As we edge closer to the start of a new year, revisiting employee experience (EX) for 2023 should be very much on the minds of HR and other business leaders—and, as I noted in a previous post, the outlook for related technology spending looks strong.
This is good news, and opportunities to improve, if not transform, EX are plentiful, from modernizing the company intranet, to providing actionable insights, establishing seamless communications and training, and so much more. For those companies that haven’t yet done so, I’d also encourage adoption of a “better together” strategy that links EX to customer experience (CX), another critically important initiative for most.
In our Employee Experience & Workforce Engagement: 2022-23 research study of 250 companies across the globe, we found that 55.2% of the most successful companies, as determined by revenue growth, cost reduction, employee satisfaction gains, and employee retention improvements, vs. 44.4% of our non-success group, correlate EX and CX improvements. In fact, across 14 EX goals , this resulted in the biggest success correlation—ahead of initiatives like building shared communities of interest, providing engagement insights, and measuring collaboration tool to guide productivity improvements.

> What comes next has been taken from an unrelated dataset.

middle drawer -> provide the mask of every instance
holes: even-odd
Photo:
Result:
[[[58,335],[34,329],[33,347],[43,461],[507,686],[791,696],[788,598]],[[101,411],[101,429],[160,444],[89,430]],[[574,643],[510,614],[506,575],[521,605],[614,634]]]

At a high level, correlating EX and CX data allows business leaders to understand how EX impacts specific customer experiences, as well as the customer relationship overall. EX here mostly applies to customer-facing employees, whether they are contact center agents, sales personnel, service professionals, and so on. But as we found in our EX study, 65.5% of companies use the same set of EX tools to support both their knowledge workers and their customer-facing workers. As such, they can take a big-picture view to determine overall how EX programs are benefiting, or not, the customer experience.